Доктор поднялся, вышел на кухню, вернулся со стаканом воды. Олеся выпила, мелкими глотками, держа стакан обеими руками.
— Как вы себя чувствуете? — поинтересовался он.
— Как будто прожила два дня за час, — провела она ладонями по лицу, стирая что-то невидимое.
Рогов повернулся ко мне.
— Вадим, выйдем на минуту?
Мы стояли на кухне. За окном серел январский Краснодар, мокрые крыши, голые каштаны, маршрутка, застрявшая на перекрёстке. Рогов прислонился к подоконнику, скрестил руки на груди.

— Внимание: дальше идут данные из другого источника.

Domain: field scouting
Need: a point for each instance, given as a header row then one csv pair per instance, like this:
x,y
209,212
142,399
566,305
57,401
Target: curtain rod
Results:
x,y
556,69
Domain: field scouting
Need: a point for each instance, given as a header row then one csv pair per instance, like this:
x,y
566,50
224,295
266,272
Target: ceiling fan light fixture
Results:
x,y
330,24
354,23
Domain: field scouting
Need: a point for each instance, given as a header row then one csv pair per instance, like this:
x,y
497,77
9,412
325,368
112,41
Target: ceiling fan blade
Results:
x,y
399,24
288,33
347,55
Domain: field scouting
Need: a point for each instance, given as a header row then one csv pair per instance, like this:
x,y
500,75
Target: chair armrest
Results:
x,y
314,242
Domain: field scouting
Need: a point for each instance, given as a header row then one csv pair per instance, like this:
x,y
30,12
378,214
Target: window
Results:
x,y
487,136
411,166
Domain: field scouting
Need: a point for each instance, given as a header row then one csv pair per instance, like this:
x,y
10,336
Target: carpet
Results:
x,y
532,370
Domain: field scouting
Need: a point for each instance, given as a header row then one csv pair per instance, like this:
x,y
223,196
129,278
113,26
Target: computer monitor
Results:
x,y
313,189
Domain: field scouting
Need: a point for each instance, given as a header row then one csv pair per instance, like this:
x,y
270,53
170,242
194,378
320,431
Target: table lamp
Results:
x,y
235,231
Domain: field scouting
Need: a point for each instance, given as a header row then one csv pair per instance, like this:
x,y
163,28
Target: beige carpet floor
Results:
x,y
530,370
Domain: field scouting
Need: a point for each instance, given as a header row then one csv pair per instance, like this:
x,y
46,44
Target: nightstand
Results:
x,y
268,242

— Ваша жена входит в гипнотическое состояние легко, — проговорил он. — Даже слишком легко. Высокая сомнамбулическая восприимчивость, встречается у пяти-семи процентов людей. Под гипнозом произошла полная возрастная регрессия, причём не к её собственным детским воспоминаниям, а к переживаниям, которые она идентифицирует как принадлежащие другому человеку.
— Вы записывали?
— Записывал, — кивнул он в сторону кабинета. — Вадим, я семь лет работаю с клиническим гипнозом. Видел ложные воспоминания, видел криптомнезию, видел фантазии, которые мозг упаковывает в обёртку реальности так аккуратно, что не отличишь. Здесь другое. Количество бытовых деталей, их точность, лексика, синтаксис. Она не играет роль. Она вспоминает.
— Что именно вспоминает?
Рогов потёр переносицу.
— Нужны ещё сеансы. Минимум два. Я хочу понять, куда ведёт эта история. Если она закончится, закончатся и сны. Я в этом почти уверен.
— Почти?
— Я учёный, Вадим. Слово «точно» не входит в мой словарь.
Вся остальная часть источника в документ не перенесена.